Calculating the Cost of Water Scarcity on the NHH Market

Applicant: Public First

Sponsor: South East Water

Delivery Partner: Waterwise

Aim

This project aims to assess the economic impact of reducing business water demand and the consequences of inaction. It will explore business attitudes towards water scarcity and its implications for commercial growth. By analysing water use trends, economic impacts and policy influence, the project seeks to create awareness and encourage regulatory action to support demand reduction.

Project Update

Date Update

30 September 2025

The project team will present their progress at the RWG Water Efficiency Sub Group on 16 Oct. This will cover: 

- The review of data shared by MOSL

- The approach and methodology used in the project's modelling

- The findings of the project's literature review, which includes characterisation of the landscape and potential policy change

- Early scoping on the design of the business polling, which will provide validation on the findings to date.

12 August 2025

Public First, working with MOSL, has defined the data needed for a complex, forward-looking analysis of water scarcity. Measuring scarcity is challenging due to uncertainties in projecting growth and demand. To overcome this, Public First has built an aqua-economic model that integrates local, regional, and national datasets, plus recent non-household water use trends and sectoral breakdowns. The model links development and business growth to water availability, quantifying where scarcity constrains growth and expressing this in monetary terms.

Making this data available delivers clear benefits: enabling customers to take informed action to support national water security; providing sector-specific insights into behavioural shifts and emerging risks; and positioning water alongside energy and carbon in corporate risk planning.

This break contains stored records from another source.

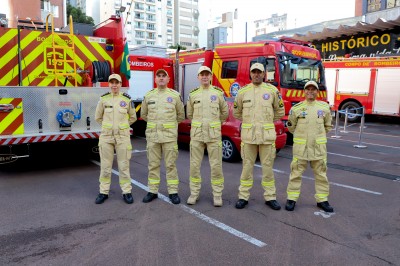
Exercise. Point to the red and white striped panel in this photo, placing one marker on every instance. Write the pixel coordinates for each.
(48, 138)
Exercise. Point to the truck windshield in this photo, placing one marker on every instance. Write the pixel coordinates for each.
(296, 71)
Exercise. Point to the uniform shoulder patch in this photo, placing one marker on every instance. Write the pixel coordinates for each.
(298, 104)
(151, 91)
(194, 89)
(126, 95)
(218, 89)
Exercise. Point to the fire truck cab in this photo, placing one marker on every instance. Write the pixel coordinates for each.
(289, 65)
(369, 82)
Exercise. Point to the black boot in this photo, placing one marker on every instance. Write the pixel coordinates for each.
(101, 198)
(149, 197)
(290, 204)
(128, 198)
(325, 206)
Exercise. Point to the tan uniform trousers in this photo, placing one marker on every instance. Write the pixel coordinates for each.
(298, 167)
(170, 151)
(249, 155)
(214, 150)
(124, 153)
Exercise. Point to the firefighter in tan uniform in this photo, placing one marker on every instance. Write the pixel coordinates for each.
(309, 121)
(162, 109)
(258, 105)
(115, 113)
(207, 109)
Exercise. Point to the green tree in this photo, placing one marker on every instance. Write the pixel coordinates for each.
(78, 15)
(176, 47)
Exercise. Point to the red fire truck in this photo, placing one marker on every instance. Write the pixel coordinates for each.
(369, 82)
(51, 83)
(289, 65)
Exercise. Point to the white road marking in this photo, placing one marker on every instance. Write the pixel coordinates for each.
(360, 158)
(363, 142)
(199, 215)
(324, 214)
(332, 183)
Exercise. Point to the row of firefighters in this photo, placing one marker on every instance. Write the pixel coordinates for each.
(257, 105)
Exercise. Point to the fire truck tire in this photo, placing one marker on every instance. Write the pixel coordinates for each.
(229, 151)
(353, 115)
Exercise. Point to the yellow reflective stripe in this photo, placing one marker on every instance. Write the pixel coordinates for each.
(106, 125)
(322, 196)
(244, 125)
(217, 181)
(195, 179)
(293, 195)
(138, 107)
(298, 106)
(104, 179)
(154, 181)
(123, 126)
(173, 182)
(215, 90)
(124, 181)
(151, 125)
(268, 126)
(242, 90)
(196, 124)
(268, 184)
(299, 141)
(246, 183)
(169, 125)
(215, 124)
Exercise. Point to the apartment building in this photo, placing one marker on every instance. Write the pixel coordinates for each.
(186, 23)
(35, 10)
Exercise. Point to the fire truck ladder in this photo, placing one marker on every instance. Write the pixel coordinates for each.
(64, 45)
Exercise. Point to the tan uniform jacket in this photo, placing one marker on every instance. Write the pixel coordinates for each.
(258, 107)
(115, 114)
(163, 110)
(207, 109)
(309, 123)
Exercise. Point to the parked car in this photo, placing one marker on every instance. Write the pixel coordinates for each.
(231, 135)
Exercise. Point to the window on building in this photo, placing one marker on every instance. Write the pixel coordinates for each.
(151, 26)
(229, 69)
(374, 5)
(184, 35)
(139, 34)
(55, 11)
(392, 3)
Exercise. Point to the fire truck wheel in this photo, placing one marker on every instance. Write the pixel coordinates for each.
(229, 151)
(354, 111)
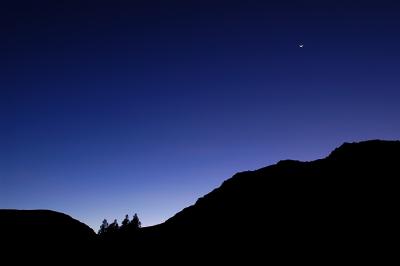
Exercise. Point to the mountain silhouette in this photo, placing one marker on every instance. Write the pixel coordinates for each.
(337, 207)
(340, 208)
(41, 235)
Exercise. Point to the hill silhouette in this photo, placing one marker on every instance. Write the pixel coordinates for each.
(340, 208)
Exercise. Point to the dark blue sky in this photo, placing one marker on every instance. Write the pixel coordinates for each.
(115, 107)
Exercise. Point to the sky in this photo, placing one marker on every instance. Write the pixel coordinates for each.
(118, 107)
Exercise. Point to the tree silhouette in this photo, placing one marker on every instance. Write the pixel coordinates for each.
(113, 227)
(125, 222)
(103, 227)
(135, 223)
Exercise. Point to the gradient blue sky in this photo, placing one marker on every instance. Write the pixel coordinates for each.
(115, 107)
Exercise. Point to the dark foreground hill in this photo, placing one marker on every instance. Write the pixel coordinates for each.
(42, 231)
(342, 208)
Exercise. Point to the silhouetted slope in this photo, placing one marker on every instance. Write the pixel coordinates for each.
(342, 208)
(24, 227)
(342, 205)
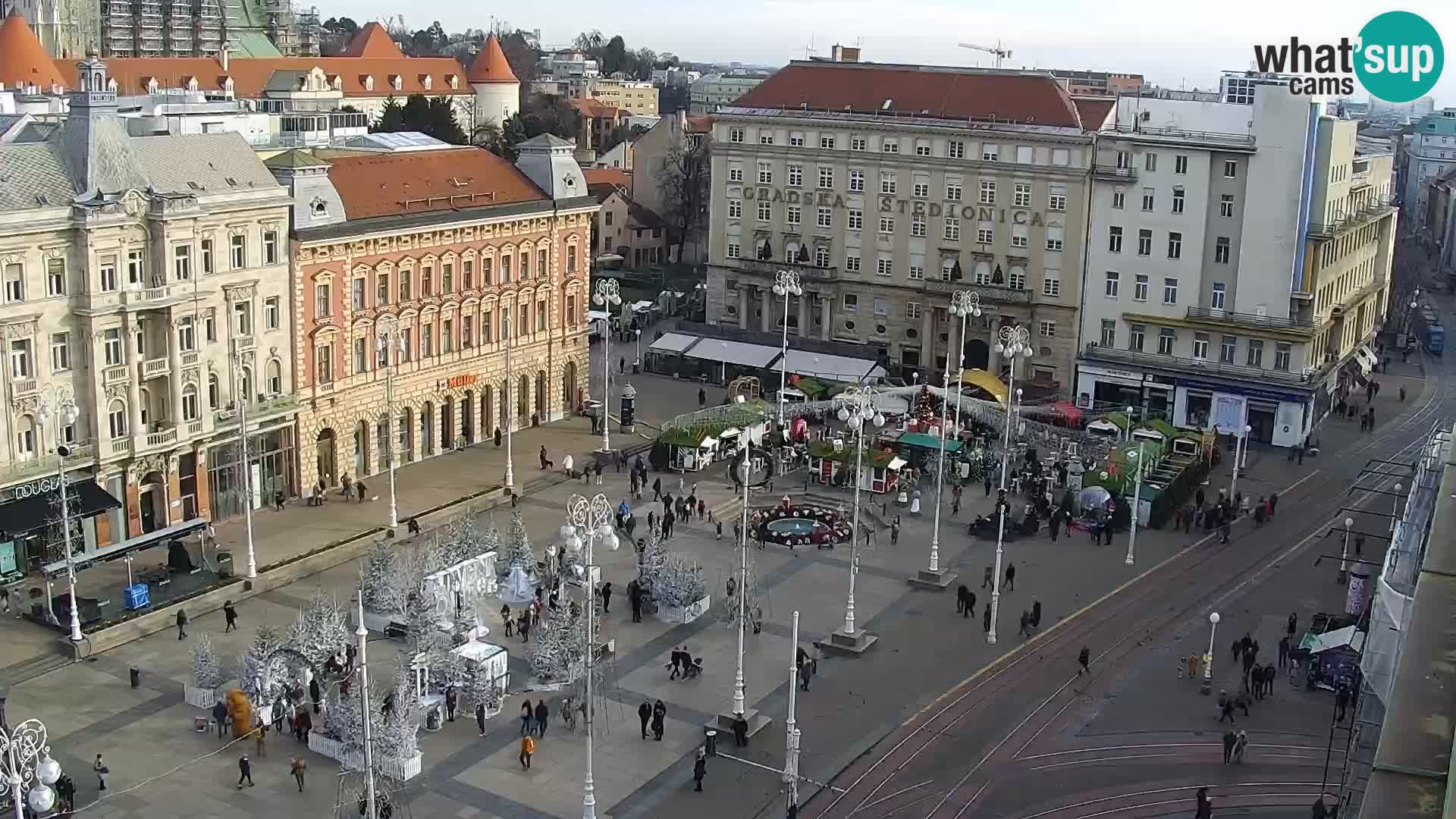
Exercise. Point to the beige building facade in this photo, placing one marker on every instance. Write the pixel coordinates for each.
(886, 216)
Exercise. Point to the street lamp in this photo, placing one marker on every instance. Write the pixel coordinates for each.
(856, 407)
(1345, 554)
(60, 403)
(786, 283)
(1206, 687)
(391, 356)
(25, 757)
(606, 297)
(590, 522)
(965, 303)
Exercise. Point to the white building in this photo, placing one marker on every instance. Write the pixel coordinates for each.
(1235, 262)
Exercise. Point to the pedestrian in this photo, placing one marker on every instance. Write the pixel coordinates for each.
(658, 717)
(528, 748)
(245, 771)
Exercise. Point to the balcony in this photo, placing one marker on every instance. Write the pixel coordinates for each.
(1253, 321)
(1197, 366)
(155, 368)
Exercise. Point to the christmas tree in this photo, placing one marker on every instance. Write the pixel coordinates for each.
(381, 591)
(207, 672)
(519, 547)
(321, 630)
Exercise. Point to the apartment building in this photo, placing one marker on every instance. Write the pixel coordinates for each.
(146, 283)
(890, 187)
(414, 273)
(1237, 267)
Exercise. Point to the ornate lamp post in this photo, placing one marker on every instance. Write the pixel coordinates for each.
(590, 521)
(606, 297)
(27, 758)
(786, 283)
(58, 403)
(856, 409)
(1014, 341)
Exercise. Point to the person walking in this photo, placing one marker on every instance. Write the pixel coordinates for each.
(528, 748)
(245, 771)
(297, 767)
(699, 770)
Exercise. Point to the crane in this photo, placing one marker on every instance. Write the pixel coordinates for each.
(1001, 53)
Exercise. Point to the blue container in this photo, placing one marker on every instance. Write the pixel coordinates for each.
(136, 596)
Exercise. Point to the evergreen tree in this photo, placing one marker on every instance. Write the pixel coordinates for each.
(207, 672)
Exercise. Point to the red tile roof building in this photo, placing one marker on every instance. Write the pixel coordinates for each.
(889, 187)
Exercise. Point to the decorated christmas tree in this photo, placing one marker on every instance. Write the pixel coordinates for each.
(381, 591)
(321, 630)
(207, 672)
(517, 550)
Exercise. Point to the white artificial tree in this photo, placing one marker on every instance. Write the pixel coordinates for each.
(207, 672)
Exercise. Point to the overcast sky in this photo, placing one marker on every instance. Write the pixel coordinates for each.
(1169, 41)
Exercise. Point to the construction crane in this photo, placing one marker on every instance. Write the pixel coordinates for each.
(1001, 53)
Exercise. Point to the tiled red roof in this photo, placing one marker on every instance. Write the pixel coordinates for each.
(951, 93)
(1094, 110)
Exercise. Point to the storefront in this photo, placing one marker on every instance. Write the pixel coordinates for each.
(31, 515)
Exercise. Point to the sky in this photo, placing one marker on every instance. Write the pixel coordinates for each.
(1175, 44)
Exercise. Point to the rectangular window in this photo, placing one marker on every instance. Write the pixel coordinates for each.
(61, 352)
(237, 249)
(1165, 341)
(55, 278)
(1282, 356)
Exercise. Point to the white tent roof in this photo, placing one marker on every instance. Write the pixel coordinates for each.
(673, 343)
(733, 353)
(832, 368)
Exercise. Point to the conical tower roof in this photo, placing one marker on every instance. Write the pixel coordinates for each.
(24, 60)
(375, 42)
(491, 64)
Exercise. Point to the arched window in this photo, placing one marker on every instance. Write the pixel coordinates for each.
(25, 438)
(190, 407)
(117, 419)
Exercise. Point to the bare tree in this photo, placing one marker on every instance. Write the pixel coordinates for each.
(685, 188)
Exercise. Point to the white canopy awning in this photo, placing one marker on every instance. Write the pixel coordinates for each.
(673, 343)
(733, 353)
(832, 368)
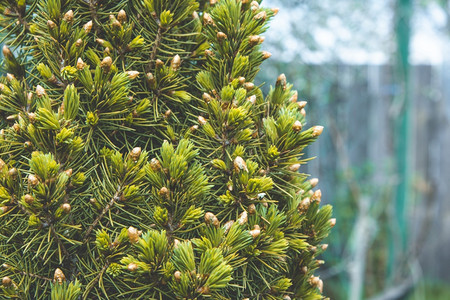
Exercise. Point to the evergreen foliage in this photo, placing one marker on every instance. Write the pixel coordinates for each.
(140, 161)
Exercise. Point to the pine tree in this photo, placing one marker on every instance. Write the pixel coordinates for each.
(139, 160)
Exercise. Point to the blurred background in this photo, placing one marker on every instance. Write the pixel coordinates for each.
(376, 74)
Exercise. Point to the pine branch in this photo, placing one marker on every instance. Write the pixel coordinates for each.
(100, 216)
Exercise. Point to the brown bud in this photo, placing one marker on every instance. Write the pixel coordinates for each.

Economic benefits are assessed by mapping water resource plan data to local economic indicators, estimating unmet demand from new growth drivers, and valuing lost growth. Potential interventions are then modelled for their capacity to unlock constrained development.

 

Project milestones are:

 

August 2025

- Project start and kick off meeting 

- Review of data on changing customer water use, and macro policy changes 

- Initial characterisation of the landscape 

 

August/September 2025

- Economic modelling of the benefits of demand reduction 

 

October 2025

Business polling to understand customer attitudes

 

November 2025

Final Report 

January 2026

This project is approaching its final report. It gathered feedback from 607 business decision-makers in England to understand attitudes to water scarcity, water use, and preparedness for future risks. Initial findings suggest that non-household water usage is not declining, which risks up to £10.2 billion of economic growth. Public First noted that just two days of drought-related curtailment could cut business revenues by an average of 23.2%. Smaller business customers recognise water scarcity as a risk but are not acting at scale. Many expect their water use to grow with business activity, and although most express interest in efficiency, smaller firms are more likely to say they do not know how to reduce consumption. In contrast, larger customers are more likely to recognise water shortages as a material business risk and to have clearer strategies in place, but they also expect continued growth in water demand. Together, this gap between concern, capability, and rising demand increases the economic risk of inaction across the business retail market.